The novelty is the yuzu ice cream, a citrus fruit originally from Asia (R$ 14 a scoop). But Lee has even turned cigar infusion into ice cream.

“It’s a lot of fun to play with flavors. At first, I’d cross the street, go into the hortifruti and make ice cream with what I found that day. Only the cigar didn’t catch on. People like novelty, but not that much”, he thinks it’s funny. .

The search for natural ingredients goes beyond the ice cream itself and reaches the packaging. At Albero dei Gelati, a branch of a family-owned ice cream shop founded in Italy, the cups are made from manioc starch (R$14 for a small one). In contact with water or soil, they decompose in a maximum of 30 days – and are even edible.

Former employee of the matrix, Fernanda Pamplona received carte blanche from the Italian partners to adapt the ice cream to the taste of São Paulo. The ricotta with marmalade, for example, became ricotta with dulce de leche.

Pamplona mines her ingredients among artisanal producers to arrive at the concept she calls “agricultural ice cream” – one of the flavors mixes cheese from Capim Canastra, honey from Heborá and cashew nuts from Matury Cajucultura.

Fresh milk and cream, the two main raw materials of the ice cream shop, are delivered weekly by the Terra Limpida organic project, conducted by Italian rural producers in the municipality of Cassia dos Coqueiros (SP).

Even very Italian flavors were Brazilianized. Stracciatella ice cream, the creamy filling of the burrata, appears under a generous layer of guava paste. “I fill the window with color, to debunk the myth that healthy ice cream has no flavor,” says Pamplona.

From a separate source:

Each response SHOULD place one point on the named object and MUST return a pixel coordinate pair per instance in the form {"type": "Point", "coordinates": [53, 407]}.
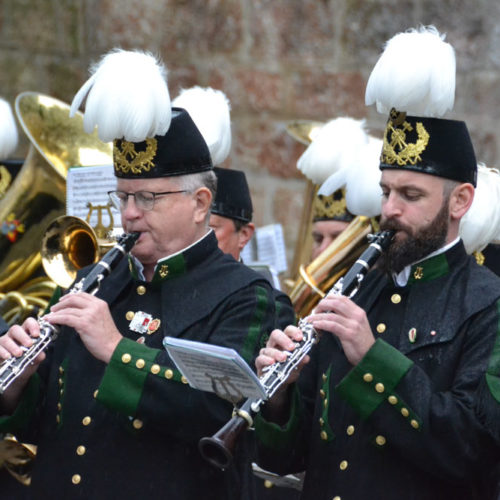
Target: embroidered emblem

Making ice cream from scratch is a lot more work. In the industry, the offer of cheap products is plentiful, such as the stabilizer, which prevents the formation of ice crystals, and the emulsifier, which guarantees creaminess.

According to Francisco Santana, owner of Escola Sorvete, free recipes for such products require more technical knowledge from the ice cream maker. “They say it is not possible to make ice cream without them, which is not true. But it is necessary to know how to balance the ingredients very well”, he says.

The option to produce 100% natural ice cream helps to conquer a growing team of consumers: vegans. In theory, all water-based recipes, with fruit and sugar, cater to this audience. On the other hand, it is more difficult to please the fit group or diabetics, since sugar is a key ingredient for obtaining texture.

“What I do is produce ice cream with little sugar, between 18% to 20%. But if I want to eliminate it completely, I will have to use sweeteners, which I prefer not to do”, explains Pamplona.

The solution, in this case, would be to produce popsicle – a segment that São Paulo’s ice cream parlors still barely explore. Not even Francisco Santana, a great enthusiast of the idea, put artisanal popsicles for sale in the delivery of his factory-school, currently focused on creamy ice creams in pots (R$ 39.90, with 400 grams) and ice cream pies (from R$ $89.90 to R$99.90), another retro-recovered fashion.

According to him, competition from popsicles produced in the backyard, for very low prices, and the “trauma of the Mexican palette”, which made many entrepreneurs go broke, have prevented this segment from taking off. Who knows for next summer?